Health donors, policymakers, and practitioners continuously make life-and-death decisions about which type of patients receive what interventions, when, and at what cost. These decisions—as consequential as they are—often result from ad hoc, nontransparent processes driven more by inertia and interest groups than by science, ethics, and the public interest. The result is perverse priorities, wasted money, and needless death and illness. Examples abound: In India, only 44 percent of children 1 to 2 years old are fully vaccinated, yet open-heart surgery is subsidized in national public hospitals. In Colombia, 58 percent of children are fully vaccinated, but public monies subsidize treating breast cancer with Avastin, a brand-name medicine considered ineffective and unsafe for this purpose in the United States.

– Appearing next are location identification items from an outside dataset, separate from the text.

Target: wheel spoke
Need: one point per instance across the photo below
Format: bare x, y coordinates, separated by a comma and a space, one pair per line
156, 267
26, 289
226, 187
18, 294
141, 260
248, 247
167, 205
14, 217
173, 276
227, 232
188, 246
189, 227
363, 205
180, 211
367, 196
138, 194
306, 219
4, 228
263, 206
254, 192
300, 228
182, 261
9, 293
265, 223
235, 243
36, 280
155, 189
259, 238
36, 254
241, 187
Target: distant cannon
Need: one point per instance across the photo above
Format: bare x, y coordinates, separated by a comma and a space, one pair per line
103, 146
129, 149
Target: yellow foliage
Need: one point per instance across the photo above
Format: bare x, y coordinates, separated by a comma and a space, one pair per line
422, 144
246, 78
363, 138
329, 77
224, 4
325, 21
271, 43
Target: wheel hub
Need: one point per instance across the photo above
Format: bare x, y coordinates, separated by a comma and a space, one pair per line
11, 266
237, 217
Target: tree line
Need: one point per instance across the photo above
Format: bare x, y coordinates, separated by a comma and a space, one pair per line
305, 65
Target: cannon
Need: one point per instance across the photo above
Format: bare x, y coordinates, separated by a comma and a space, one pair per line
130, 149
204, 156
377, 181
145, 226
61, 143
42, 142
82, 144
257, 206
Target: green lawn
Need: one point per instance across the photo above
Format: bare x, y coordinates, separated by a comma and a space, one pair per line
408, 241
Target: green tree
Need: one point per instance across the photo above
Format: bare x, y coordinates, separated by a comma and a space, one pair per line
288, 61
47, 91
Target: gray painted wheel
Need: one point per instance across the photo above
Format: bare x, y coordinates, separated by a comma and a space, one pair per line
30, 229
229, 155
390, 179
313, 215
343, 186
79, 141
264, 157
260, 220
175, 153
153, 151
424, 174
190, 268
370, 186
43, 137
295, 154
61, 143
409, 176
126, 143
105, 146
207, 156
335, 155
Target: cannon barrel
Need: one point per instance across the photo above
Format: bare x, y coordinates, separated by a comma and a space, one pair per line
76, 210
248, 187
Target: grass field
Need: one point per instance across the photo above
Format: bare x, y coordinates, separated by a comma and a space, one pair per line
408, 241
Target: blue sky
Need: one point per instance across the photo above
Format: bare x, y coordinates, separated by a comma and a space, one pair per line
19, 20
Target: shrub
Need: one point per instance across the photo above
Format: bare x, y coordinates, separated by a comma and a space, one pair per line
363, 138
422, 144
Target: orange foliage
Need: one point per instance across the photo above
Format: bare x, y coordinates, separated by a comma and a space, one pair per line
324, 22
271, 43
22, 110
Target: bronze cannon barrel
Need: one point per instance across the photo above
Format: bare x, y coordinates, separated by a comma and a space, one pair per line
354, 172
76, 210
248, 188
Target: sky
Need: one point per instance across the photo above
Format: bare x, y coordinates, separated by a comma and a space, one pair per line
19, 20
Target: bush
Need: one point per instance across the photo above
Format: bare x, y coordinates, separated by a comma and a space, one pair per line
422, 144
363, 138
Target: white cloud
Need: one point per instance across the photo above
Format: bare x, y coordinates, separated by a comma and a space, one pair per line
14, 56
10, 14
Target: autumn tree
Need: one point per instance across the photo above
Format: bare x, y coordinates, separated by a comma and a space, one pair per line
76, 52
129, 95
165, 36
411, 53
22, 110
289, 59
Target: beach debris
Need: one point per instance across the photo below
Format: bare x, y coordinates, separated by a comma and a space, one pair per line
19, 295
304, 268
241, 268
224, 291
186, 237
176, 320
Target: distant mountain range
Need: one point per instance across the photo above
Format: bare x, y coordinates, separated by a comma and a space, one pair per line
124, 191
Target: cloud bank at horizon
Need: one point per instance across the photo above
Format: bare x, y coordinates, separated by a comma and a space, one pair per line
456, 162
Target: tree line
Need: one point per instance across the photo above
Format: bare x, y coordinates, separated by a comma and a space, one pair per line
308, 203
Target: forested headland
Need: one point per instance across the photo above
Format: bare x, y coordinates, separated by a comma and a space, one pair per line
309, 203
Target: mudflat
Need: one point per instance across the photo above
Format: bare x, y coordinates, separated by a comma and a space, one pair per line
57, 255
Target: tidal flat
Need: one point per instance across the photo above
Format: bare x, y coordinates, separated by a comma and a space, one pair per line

Reallocating a portion of public and donor monies toward the most cost-effective health interventions would save more lives and promote health equity. The obstacle is not a lack of knowledge about what interventions are best, but rather that too many low- and middle-income countries lack the fair processes and institutions needed to bring that knowledge to bear on funding decisions. With that in mind, the Center for Global Development’s Priority-Setting Institutions for Global Health Working Group recommends creating and developing fair and evidence-based national and global systems to more rationally set priorities for public spending on health. The group calls for an interim secretariat to incubate a global health technology assessment facility designed to help governments develop national systems and donors get greater value for money in their grants.